Starting from:
$35

$29

Homework 3 Solution




Instructions for submission: In this programming assignment you will implement the Perceptron and the Naive Bayes algorithms and evaluate them on the Review Polarity dataset. Instructions below detail how to turn in your code and assignment on data.cs.purdue.edu




You are given a skeleton code with an existing folder structure. Do not modify the folder structure. You may add any extra les you want to add in the cs373-hw3/src/ folder. For all other parts write your answers in a single PDF. Name this report.pdf. Place your report in the cs373-hw3/report/ folder. Label all the plots with the question number. Your homework must contain your name and Purdue ID at the start of the le. If you omit your name or the question numbers for the plots, you will be penalized.

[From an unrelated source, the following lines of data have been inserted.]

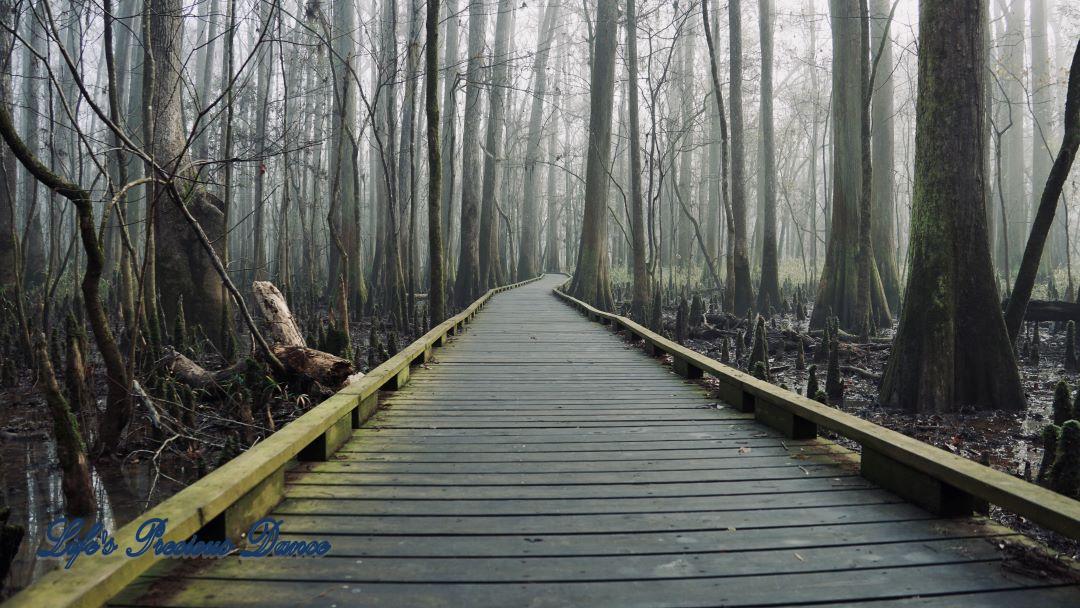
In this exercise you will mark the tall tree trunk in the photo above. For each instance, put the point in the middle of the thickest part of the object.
(468, 282)
(952, 348)
(1048, 205)
(591, 282)
(436, 296)
(768, 294)
(185, 272)
(642, 298)
(528, 259)
(840, 291)
(493, 150)
(449, 151)
(883, 228)
(342, 152)
(1013, 44)
(260, 272)
(34, 244)
(1042, 129)
(9, 247)
(742, 289)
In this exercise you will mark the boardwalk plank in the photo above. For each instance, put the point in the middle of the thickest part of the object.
(539, 460)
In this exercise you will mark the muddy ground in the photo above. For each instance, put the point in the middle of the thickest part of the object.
(1006, 441)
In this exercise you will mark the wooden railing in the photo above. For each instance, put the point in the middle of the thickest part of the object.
(936, 480)
(230, 498)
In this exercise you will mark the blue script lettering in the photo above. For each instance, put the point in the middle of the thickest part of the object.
(264, 542)
(151, 532)
(64, 535)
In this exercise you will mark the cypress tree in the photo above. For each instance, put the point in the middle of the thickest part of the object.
(1034, 353)
(1063, 405)
(697, 311)
(656, 313)
(834, 386)
(812, 382)
(760, 372)
(759, 352)
(1070, 347)
(179, 328)
(1065, 473)
(682, 322)
(1050, 436)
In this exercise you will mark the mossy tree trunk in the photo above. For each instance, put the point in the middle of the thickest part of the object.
(768, 294)
(841, 291)
(528, 258)
(639, 300)
(467, 285)
(591, 281)
(740, 288)
(436, 296)
(490, 269)
(183, 266)
(1048, 205)
(883, 229)
(952, 348)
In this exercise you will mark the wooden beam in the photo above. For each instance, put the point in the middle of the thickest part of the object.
(1043, 507)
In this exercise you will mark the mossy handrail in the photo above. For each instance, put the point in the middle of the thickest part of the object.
(910, 468)
(250, 484)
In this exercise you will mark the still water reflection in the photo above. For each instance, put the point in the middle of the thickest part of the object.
(30, 477)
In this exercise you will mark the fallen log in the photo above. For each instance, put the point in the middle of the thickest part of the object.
(325, 368)
(1051, 310)
(197, 376)
(277, 318)
(860, 372)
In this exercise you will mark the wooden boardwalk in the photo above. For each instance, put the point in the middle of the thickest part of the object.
(543, 461)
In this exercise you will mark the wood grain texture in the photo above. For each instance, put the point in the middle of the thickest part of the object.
(539, 460)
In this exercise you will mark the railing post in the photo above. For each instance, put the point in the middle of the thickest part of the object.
(929, 492)
(685, 368)
(233, 522)
(788, 424)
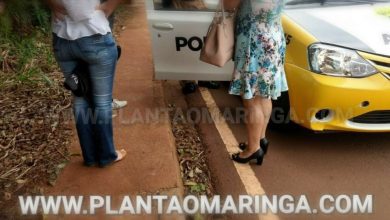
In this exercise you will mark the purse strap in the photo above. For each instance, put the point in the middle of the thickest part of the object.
(222, 9)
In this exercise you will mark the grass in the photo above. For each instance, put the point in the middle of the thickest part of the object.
(25, 52)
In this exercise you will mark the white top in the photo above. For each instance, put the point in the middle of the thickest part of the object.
(82, 20)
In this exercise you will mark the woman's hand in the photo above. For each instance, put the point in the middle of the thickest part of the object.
(109, 6)
(58, 10)
(231, 5)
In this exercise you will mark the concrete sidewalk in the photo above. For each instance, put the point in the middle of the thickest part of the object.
(151, 165)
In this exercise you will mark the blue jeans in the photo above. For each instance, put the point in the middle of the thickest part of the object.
(93, 118)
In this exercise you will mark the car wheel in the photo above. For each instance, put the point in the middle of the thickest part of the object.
(280, 117)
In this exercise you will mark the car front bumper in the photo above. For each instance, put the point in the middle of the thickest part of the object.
(320, 102)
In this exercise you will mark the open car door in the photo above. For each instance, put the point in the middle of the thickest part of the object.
(177, 34)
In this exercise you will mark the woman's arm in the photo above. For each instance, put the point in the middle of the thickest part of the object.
(109, 6)
(231, 5)
(58, 10)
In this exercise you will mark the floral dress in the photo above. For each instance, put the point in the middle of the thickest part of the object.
(260, 50)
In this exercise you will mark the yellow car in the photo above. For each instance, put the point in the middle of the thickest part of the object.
(337, 60)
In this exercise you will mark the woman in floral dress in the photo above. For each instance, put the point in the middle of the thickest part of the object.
(259, 69)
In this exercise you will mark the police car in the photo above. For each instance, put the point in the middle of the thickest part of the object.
(337, 61)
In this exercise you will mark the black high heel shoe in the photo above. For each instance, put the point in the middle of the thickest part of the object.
(258, 156)
(264, 143)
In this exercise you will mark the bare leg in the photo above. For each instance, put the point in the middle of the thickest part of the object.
(266, 106)
(254, 125)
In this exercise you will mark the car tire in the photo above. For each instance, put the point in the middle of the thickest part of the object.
(280, 117)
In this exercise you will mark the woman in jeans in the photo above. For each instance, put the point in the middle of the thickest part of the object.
(81, 32)
(259, 68)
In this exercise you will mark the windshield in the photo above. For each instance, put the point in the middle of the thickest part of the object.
(332, 2)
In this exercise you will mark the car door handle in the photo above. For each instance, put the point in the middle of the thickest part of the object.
(163, 26)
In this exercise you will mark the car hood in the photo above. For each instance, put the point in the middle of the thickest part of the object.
(358, 27)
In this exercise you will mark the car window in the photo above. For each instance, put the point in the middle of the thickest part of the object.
(185, 5)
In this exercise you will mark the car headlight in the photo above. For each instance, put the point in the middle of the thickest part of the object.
(337, 61)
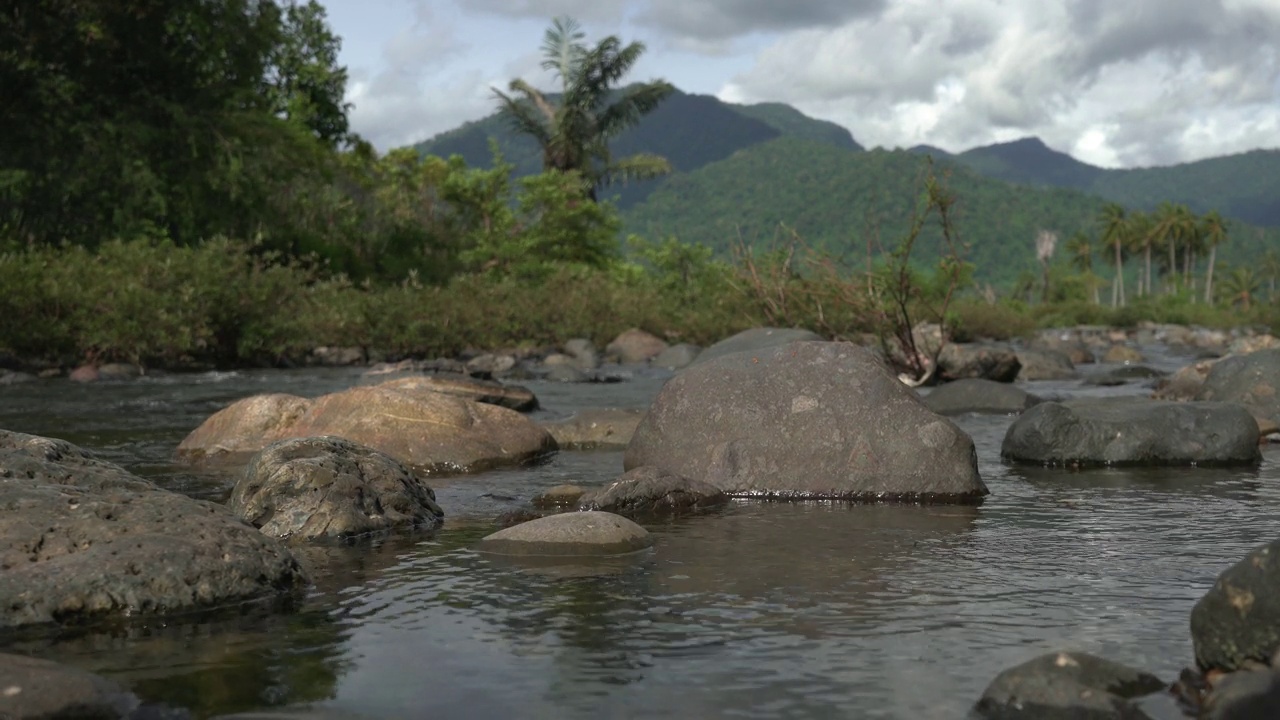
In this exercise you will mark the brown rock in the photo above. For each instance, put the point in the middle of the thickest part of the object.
(570, 534)
(492, 392)
(242, 428)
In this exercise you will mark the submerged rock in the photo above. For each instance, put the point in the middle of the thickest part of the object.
(39, 689)
(1127, 431)
(595, 428)
(1066, 686)
(652, 491)
(1238, 620)
(426, 429)
(570, 534)
(81, 540)
(1252, 381)
(810, 420)
(986, 360)
(1045, 364)
(979, 396)
(328, 487)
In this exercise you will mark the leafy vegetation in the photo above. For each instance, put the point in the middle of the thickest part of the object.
(216, 210)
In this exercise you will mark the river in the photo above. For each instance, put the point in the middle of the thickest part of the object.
(764, 610)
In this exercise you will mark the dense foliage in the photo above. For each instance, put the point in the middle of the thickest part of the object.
(179, 186)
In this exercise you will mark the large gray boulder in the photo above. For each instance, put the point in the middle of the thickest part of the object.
(1252, 381)
(1130, 431)
(332, 488)
(979, 396)
(1068, 686)
(754, 341)
(805, 420)
(1238, 620)
(39, 689)
(1045, 364)
(645, 492)
(81, 538)
(570, 534)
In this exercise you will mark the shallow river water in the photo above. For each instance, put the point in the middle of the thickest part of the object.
(764, 610)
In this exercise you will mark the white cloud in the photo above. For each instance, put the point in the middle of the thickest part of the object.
(1133, 83)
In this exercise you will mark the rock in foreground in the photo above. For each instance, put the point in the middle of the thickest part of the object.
(652, 491)
(1238, 620)
(1252, 379)
(805, 420)
(32, 689)
(328, 487)
(1127, 431)
(81, 538)
(755, 340)
(570, 534)
(426, 429)
(1066, 686)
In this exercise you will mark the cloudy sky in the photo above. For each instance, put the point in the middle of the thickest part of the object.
(1114, 82)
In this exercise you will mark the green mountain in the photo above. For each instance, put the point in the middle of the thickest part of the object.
(689, 130)
(844, 201)
(1244, 187)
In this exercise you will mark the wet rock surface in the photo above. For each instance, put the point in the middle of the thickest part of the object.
(979, 396)
(330, 488)
(1124, 431)
(570, 534)
(1066, 686)
(648, 492)
(82, 540)
(807, 419)
(1238, 620)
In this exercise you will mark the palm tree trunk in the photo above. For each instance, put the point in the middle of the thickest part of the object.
(1147, 256)
(1208, 274)
(1119, 277)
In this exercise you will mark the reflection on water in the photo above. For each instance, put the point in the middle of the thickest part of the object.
(760, 610)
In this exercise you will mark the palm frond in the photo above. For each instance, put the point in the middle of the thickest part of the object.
(635, 168)
(524, 117)
(562, 48)
(635, 103)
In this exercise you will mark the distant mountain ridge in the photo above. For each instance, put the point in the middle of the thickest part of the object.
(741, 171)
(689, 130)
(1244, 186)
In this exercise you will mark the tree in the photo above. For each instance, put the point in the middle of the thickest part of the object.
(1079, 249)
(1114, 233)
(1214, 231)
(574, 128)
(304, 81)
(159, 118)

To submit your assignment, log into data.cs.purdue.edu (physically go to the lab or use ssh remotely) and follow these steps:




Place all of your code in the cs373-hw3/src/ folder and your report in cs373-hw3/report/ folder.



Change directory to outside of cs373-hw3/ folder (run cd .. from inside cs373-hw3/ folder)



Execute the following command to turnin your code: turnin -c cs373 -p hw3 cs373-hw3



To overwrite an old submission, simply execute this command again.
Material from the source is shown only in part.